I would just like to clarify: deep learning methods definitely DO learn things that linear methods can't.

Using linear functions, no matter how many layers, essentially boils down to the "perceptron" architecture. You can Google it and they will be mostly talking about it's limitations (for instance, it's famously unable to learn XOR, Google "perceptron XOR", essentially the issue is that XOR is not linearly separable, so it can only be expressed as a nonlinear function).

You can give a simple proof for this. If you examine what a neural network layer (without activation function) does, in matrix terms. You take the input vector X (1xn), the layer weights W (nxm), and the output vector O (1xm).

Then computing the layer output is simply O = WX.

Now we can envision what happens with two layers. W (mxn) and V(mxn). The output of running two layers then becomes:

O = V(WX)

However, matrix multiplication is associative:

O = V(WX) = (VW)X, and VW is just a matrix

So for every 2 layer linear neural network there is a 1 layer neural network that gives the exact same result. So there's no reason to have 2 layers.

A famous result proving this is the "deep" networks (with activation funcions) are universal function approximators (explained here: [1]). Note that this "deep" should be understood in the 1995 meaning of deep neural networks, which is essentially "at least 2 layers", and usually "exactly 2 layers", not the 2010+ one where one means 10 to 200 layer deep networks.

[1] http://neuralnetworksanddeeplearning.com/chap4.html

inputcoffee · on Nov 8, 2017

Wait a second, a 2-layer perceptron can solve the XOR problem. The first layer maps it to a linearly separable problem which the second layer solves.

Furthermore, a non-linear 2-layer node can map any arbitrary function so the argument for more nodes is learnability.

https://en.wikipedia.org/wiki/Universal_approximation_theore...

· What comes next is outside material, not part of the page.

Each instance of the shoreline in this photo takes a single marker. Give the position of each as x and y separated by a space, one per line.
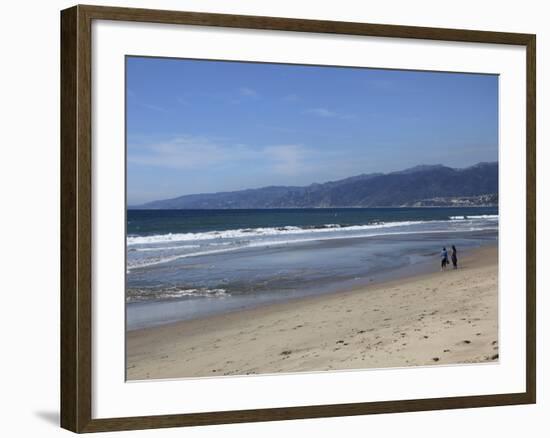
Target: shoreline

candiodari · on Nov 8, 2017

Given that every perceptron layer does a linear transformation of the input, I have to disagree. There is no linear function that separates XOR, and that also means there is no sequence of linear functions that separates XOR.

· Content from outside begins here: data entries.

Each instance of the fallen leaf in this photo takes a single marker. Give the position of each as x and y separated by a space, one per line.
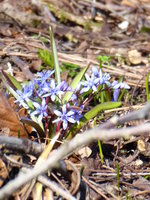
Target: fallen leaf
9 118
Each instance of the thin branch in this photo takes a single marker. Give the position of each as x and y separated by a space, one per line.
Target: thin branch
143 113
21 145
56 188
78 141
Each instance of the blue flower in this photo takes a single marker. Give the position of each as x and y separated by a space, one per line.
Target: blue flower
50 89
41 110
25 93
44 75
117 86
90 83
77 112
64 116
103 79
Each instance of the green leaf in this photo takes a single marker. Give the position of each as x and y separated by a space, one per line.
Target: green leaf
147 87
46 57
32 123
101 152
90 114
100 107
74 84
55 57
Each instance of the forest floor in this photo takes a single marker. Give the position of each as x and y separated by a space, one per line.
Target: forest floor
83 31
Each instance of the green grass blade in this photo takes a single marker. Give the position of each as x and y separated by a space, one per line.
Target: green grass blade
55 57
118 175
100 151
11 81
90 114
74 84
147 87
100 107
46 57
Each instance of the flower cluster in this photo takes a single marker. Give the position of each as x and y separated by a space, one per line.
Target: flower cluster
39 94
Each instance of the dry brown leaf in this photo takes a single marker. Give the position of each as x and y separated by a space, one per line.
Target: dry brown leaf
9 118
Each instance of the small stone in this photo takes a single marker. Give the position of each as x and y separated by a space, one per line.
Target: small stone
123 25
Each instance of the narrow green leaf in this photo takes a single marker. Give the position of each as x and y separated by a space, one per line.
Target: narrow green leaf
147 87
92 113
103 106
32 123
46 57
55 57
118 175
11 81
100 151
74 84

That means there is no 1-layer perceptron that can learn XOR, and there is no multilayer perceptron that can learn XOR.

inputcoffee · on Nov 9, 2017

The XOR problem is famously solvable by adding a layer to a single layer perceptron assuming a unit step function. This is a very basic exercise taught in many intro courses.

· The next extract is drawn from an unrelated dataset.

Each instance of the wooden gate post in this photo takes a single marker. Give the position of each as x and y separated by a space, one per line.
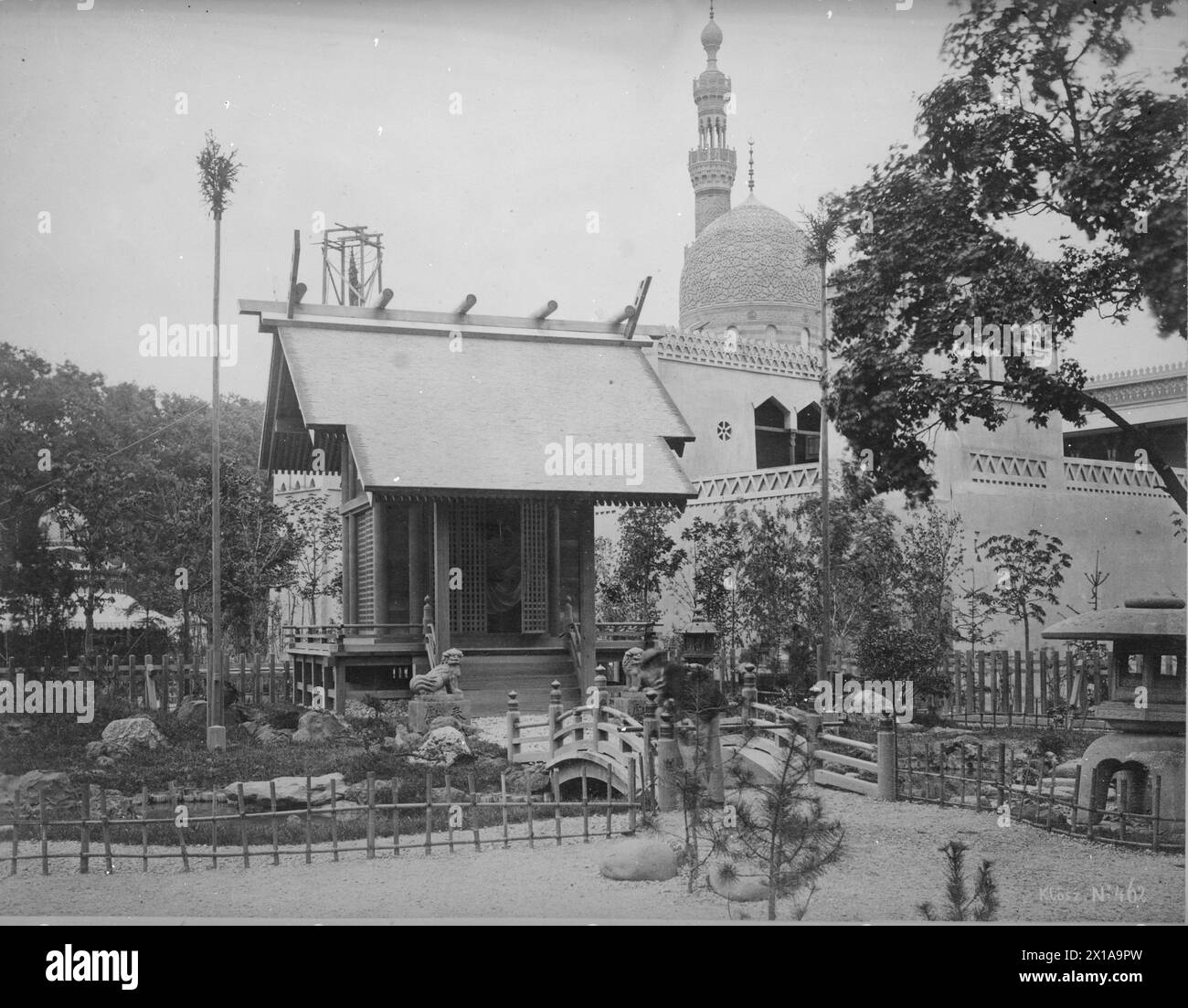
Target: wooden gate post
668 756
886 761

I agree with every second sentence: Given that every perceptron layer does a linear transformation of the input.<- True There is no linear function that separates XOR, and that also means there is no sequence of linear functions that separates XOR. <- False That means there is no 1-layer perceptron that can learn XOR, <- True and there is no multilayer perceptron that can learn XOR.<-False

Please look it up. Here are a few links:

http://toritris.weebly.com/perceptron-5-xor-how--why-neurons...

The graph in slide 3 of this link helps explain it: http://www.di.unito.it/~cancelli/retineu11_12/FNN.pdf

http://www.mind.ilstu.edu/curriculum/artificial_neural_net/x...

candiodari · on Nov 15, 2017

Ah I see. My confusion comes from what is called multilayer perceptrons, which do have activation functions. Presumably that is done exactly because they don't make sense without adding those.

But that makes multilayer perceptrons different from ordinary perceptrons in more than just the multilayer part, which is very confusing.

inputcoffee · on Nov 7, 2017

When I wrote that, I was thinking of the unit step function, for which the derivative is not defined.